Nobody is ever going to call me "connected."
I have little doubt that Bush will survive. However, I am beginning to get a sinking feeling about Congressional Republicans come November. Up until now, I was very optimistic about the GOP's chances. But based on anecdotal evidence, I'm sensing that things are starting to shift the other way.
Mrs. Clinton complains that Bush must have known in advance that September 11 would happen. You remember, her old tired watergate line, "what did he know and when did he know it".
Many other leftists have moaned and groaned that Bush must have known that the stock market was going to decline, so why didn't he tell us that Enron, WorldCom, Global Crossing, et al, would tank? What's next they want White House weather predictions? Or when, Sally Sue's baby will learn how to talk? Sniff, Sniff, whine and moan.

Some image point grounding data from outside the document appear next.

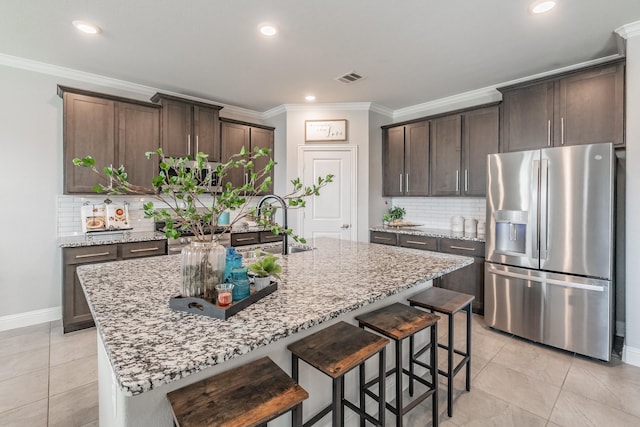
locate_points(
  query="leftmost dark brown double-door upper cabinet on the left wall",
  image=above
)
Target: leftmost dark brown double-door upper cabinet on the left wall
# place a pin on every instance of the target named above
(114, 131)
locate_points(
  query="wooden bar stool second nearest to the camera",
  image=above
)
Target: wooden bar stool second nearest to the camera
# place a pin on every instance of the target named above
(335, 351)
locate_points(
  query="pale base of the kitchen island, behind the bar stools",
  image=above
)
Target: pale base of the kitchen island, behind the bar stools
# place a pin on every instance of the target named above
(152, 409)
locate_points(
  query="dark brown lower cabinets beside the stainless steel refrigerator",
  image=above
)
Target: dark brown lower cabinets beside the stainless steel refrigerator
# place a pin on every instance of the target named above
(468, 280)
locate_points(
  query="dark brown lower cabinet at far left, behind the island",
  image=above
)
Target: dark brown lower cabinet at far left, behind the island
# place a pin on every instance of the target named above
(76, 314)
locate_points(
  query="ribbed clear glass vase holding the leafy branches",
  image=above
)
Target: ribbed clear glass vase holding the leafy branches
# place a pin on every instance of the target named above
(202, 269)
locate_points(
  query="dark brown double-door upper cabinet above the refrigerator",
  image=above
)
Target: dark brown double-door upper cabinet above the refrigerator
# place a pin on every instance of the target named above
(583, 107)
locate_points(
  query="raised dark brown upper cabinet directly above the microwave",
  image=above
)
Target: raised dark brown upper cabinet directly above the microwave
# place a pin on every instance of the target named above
(189, 127)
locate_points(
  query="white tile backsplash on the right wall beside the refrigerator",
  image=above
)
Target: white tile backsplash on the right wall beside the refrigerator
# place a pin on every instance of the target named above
(436, 212)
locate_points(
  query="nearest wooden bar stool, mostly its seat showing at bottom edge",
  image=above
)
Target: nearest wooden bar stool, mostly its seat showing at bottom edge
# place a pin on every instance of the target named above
(249, 395)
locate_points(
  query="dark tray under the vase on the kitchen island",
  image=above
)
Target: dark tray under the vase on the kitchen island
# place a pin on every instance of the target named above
(206, 308)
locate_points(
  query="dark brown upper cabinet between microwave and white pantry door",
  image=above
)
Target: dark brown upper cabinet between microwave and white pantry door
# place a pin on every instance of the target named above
(235, 135)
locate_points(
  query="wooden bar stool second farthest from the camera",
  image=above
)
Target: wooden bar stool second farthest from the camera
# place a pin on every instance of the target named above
(398, 321)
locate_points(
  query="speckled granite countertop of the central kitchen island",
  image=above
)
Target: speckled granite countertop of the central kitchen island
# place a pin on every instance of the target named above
(149, 344)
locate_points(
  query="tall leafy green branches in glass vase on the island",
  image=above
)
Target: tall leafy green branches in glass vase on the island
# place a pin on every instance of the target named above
(185, 204)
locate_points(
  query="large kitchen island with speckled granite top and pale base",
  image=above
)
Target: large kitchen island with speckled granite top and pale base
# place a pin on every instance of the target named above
(145, 349)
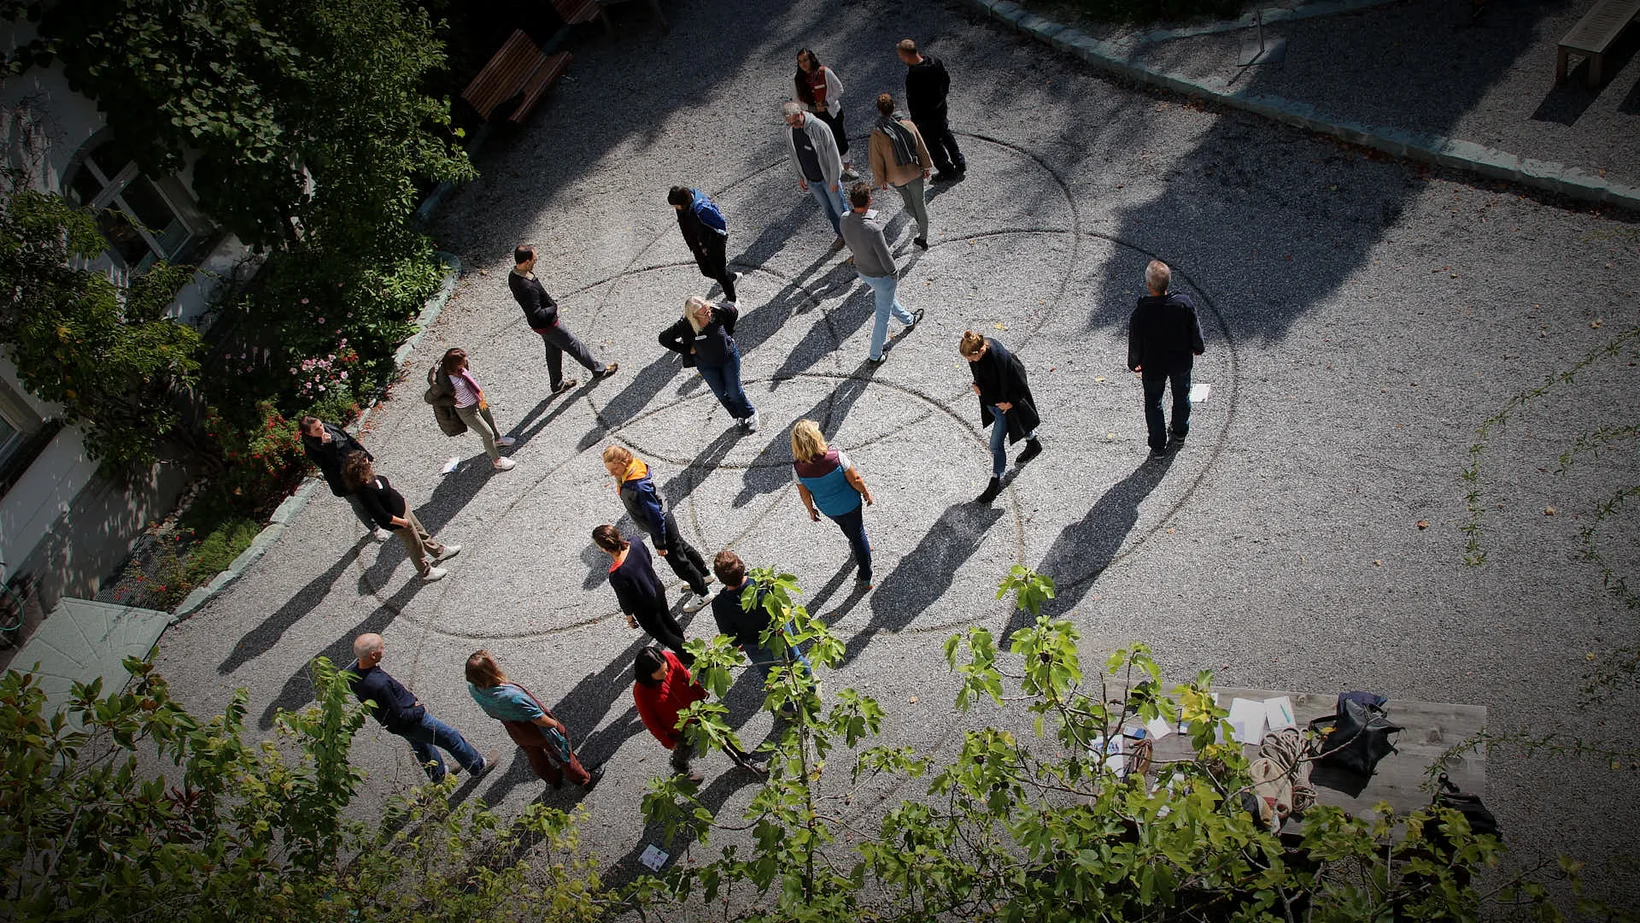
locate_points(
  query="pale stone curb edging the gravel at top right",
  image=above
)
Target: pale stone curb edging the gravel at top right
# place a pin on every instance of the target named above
(1549, 176)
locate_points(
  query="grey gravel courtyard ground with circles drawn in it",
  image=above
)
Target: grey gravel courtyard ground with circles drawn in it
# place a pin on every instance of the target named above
(1362, 319)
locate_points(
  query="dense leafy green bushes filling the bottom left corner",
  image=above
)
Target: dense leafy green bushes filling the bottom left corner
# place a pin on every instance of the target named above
(235, 830)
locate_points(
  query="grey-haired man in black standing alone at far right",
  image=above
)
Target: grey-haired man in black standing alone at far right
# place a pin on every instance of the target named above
(1164, 340)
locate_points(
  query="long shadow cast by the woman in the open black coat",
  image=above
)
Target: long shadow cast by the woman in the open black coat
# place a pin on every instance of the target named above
(927, 571)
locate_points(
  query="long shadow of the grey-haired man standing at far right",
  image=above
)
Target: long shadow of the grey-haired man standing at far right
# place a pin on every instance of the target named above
(1088, 547)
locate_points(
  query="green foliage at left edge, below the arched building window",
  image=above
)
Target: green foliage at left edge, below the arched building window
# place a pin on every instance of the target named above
(109, 357)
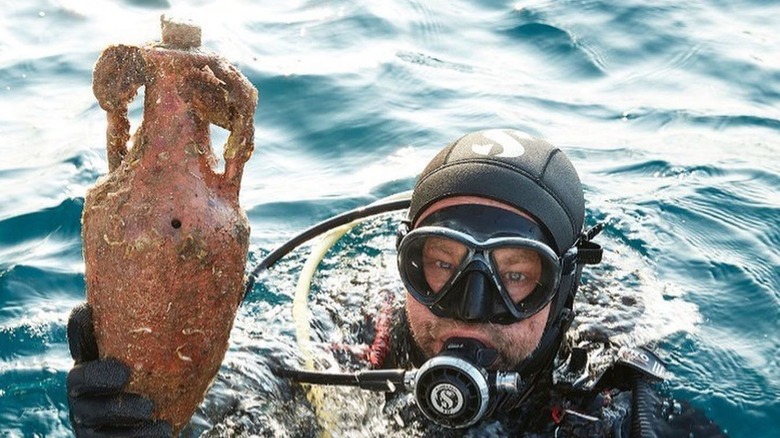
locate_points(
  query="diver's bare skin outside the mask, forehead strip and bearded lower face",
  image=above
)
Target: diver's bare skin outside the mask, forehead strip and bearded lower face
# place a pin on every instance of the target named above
(514, 342)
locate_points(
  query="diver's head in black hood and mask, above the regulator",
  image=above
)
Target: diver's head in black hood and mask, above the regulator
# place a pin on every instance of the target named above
(486, 254)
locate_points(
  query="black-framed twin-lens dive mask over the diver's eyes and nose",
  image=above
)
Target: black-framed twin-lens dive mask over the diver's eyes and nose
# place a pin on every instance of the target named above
(480, 263)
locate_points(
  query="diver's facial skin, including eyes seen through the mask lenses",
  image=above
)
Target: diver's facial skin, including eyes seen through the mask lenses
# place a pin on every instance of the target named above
(439, 257)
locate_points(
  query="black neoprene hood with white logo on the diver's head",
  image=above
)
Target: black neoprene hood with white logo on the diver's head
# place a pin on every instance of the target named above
(511, 167)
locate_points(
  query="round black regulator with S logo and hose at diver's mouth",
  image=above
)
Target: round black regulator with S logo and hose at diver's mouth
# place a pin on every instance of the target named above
(453, 389)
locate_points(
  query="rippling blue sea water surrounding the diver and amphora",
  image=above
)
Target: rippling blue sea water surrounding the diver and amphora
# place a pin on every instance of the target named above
(670, 111)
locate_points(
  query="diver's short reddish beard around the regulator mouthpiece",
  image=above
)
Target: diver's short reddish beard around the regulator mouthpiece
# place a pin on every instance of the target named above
(511, 351)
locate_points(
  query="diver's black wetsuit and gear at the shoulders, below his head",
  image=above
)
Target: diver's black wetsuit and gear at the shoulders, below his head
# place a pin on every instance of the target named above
(559, 410)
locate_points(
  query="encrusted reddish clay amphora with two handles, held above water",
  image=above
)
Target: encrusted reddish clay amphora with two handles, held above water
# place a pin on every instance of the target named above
(165, 240)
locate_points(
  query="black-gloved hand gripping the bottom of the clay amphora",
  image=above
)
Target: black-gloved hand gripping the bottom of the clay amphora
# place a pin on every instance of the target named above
(98, 406)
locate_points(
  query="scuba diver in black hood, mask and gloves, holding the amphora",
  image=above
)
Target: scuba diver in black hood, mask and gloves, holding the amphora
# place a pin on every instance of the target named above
(491, 255)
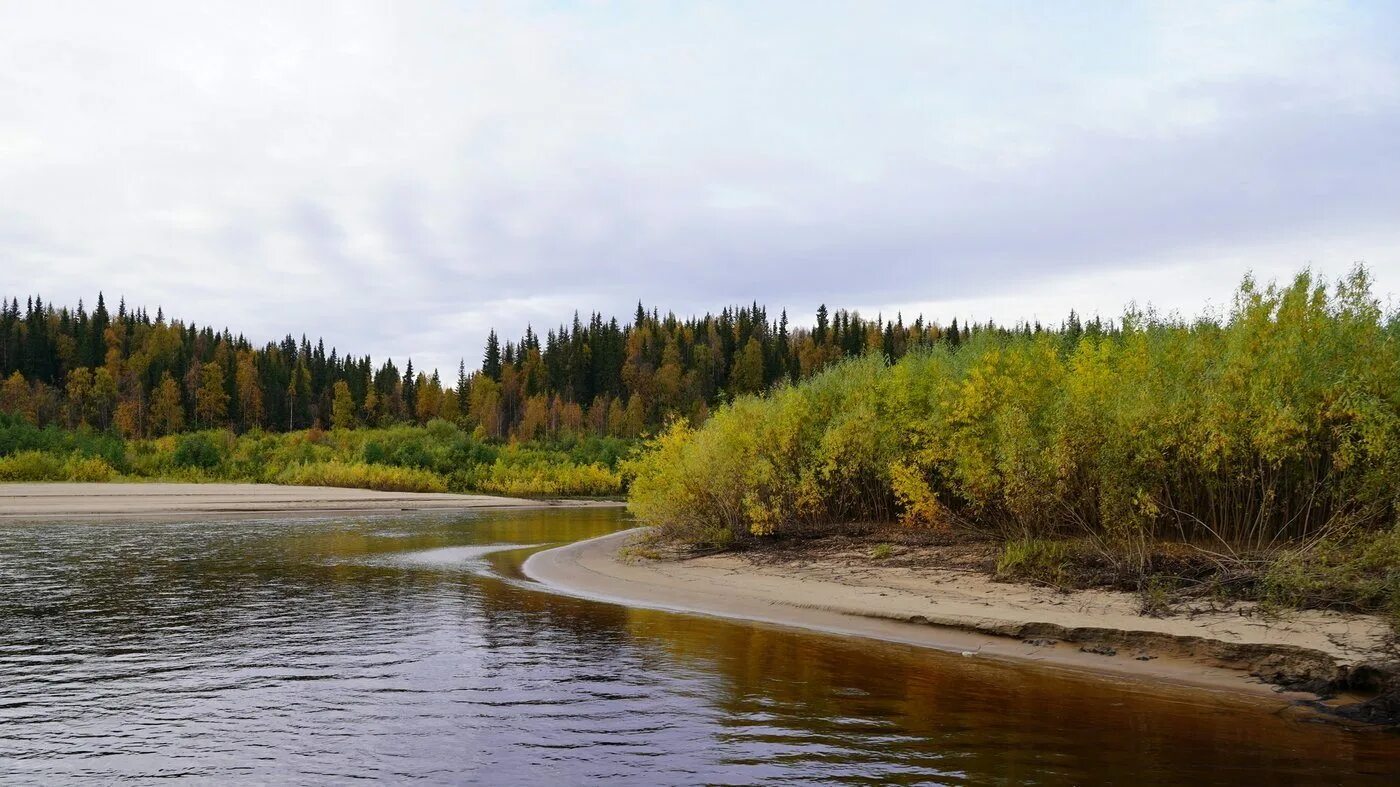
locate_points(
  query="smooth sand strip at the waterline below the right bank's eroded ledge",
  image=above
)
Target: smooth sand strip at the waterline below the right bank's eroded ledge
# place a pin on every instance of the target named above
(1272, 673)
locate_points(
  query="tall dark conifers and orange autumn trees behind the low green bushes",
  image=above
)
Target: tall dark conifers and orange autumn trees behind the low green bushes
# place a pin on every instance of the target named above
(148, 376)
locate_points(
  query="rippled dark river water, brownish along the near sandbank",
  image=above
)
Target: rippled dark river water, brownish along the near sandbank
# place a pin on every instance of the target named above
(408, 649)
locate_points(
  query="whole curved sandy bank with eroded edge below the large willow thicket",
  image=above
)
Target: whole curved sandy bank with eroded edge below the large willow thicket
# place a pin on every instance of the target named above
(1333, 662)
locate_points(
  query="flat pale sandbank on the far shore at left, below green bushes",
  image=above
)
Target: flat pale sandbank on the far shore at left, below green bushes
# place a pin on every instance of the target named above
(173, 501)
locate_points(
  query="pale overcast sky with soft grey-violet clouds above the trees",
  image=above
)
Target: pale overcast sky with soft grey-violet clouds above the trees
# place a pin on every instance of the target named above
(400, 177)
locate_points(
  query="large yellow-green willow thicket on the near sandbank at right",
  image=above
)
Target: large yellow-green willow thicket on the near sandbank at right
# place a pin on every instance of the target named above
(1273, 424)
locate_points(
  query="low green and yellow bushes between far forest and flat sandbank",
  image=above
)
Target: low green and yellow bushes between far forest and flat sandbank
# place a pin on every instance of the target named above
(437, 457)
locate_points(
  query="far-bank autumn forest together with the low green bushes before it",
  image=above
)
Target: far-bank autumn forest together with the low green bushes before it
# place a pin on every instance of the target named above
(100, 394)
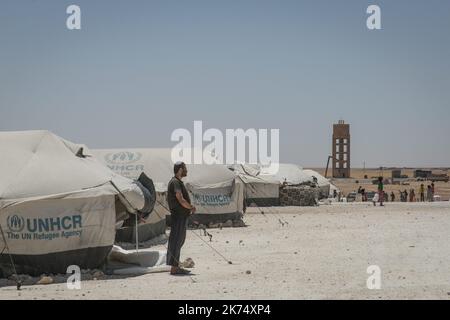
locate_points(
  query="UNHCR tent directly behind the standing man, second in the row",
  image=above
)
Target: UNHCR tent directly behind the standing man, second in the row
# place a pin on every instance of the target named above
(216, 192)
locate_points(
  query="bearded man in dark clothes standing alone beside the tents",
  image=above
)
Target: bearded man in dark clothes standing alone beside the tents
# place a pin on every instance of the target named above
(180, 210)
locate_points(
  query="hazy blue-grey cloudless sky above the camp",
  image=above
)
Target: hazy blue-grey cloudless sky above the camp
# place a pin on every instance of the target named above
(137, 70)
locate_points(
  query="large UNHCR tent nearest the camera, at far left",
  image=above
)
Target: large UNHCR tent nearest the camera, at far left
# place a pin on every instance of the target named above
(58, 203)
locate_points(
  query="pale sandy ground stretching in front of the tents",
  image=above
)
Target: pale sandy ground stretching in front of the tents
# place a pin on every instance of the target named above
(320, 253)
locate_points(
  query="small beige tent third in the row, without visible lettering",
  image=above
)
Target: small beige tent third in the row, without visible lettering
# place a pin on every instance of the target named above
(259, 191)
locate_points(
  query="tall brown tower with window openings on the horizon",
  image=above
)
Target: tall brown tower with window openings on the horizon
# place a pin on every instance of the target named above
(341, 150)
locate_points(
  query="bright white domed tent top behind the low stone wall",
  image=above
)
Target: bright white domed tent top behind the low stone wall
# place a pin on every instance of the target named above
(286, 173)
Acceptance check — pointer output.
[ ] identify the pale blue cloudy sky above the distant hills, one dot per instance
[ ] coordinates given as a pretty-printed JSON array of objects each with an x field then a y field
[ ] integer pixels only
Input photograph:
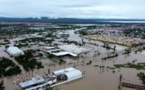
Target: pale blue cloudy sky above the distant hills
[{"x": 131, "y": 9}]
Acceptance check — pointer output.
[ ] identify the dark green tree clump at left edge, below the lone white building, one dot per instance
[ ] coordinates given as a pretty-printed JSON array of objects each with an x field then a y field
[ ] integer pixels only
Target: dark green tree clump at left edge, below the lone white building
[{"x": 8, "y": 68}]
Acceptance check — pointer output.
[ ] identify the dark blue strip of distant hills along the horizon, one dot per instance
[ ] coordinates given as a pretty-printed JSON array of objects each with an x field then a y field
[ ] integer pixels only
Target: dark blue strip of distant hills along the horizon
[{"x": 62, "y": 20}]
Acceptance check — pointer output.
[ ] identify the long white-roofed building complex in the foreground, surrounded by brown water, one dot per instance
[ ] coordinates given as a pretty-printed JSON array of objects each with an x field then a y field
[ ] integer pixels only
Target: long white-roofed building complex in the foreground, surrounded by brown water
[{"x": 59, "y": 77}]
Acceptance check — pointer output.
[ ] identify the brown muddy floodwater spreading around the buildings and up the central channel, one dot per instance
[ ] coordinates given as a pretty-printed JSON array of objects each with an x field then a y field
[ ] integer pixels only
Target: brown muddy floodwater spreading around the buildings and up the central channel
[{"x": 95, "y": 78}]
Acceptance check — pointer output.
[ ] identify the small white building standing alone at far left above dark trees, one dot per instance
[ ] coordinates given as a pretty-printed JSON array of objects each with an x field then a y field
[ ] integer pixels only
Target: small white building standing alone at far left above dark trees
[{"x": 14, "y": 51}]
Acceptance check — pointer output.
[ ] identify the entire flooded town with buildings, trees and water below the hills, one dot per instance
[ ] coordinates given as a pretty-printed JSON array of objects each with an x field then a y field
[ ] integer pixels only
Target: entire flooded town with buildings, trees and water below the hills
[{"x": 72, "y": 56}]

Give me a break into reality. IMHO, the leftist crisis and fear mongerers certainly desire to have a soothsayer as their leader and so far, Gore, Lieberman, Biden, Edwards, Clinton, Daschle, Gephardt, Kerry or any other leftist who wants to run for the office of president haven't a clue either.
In the interest of historical accuracy, that was Senator Howard Baker's line.
So would I.
The economy has been doing real well lately. We've been recoving from the recession which Bush inherited from Clinton.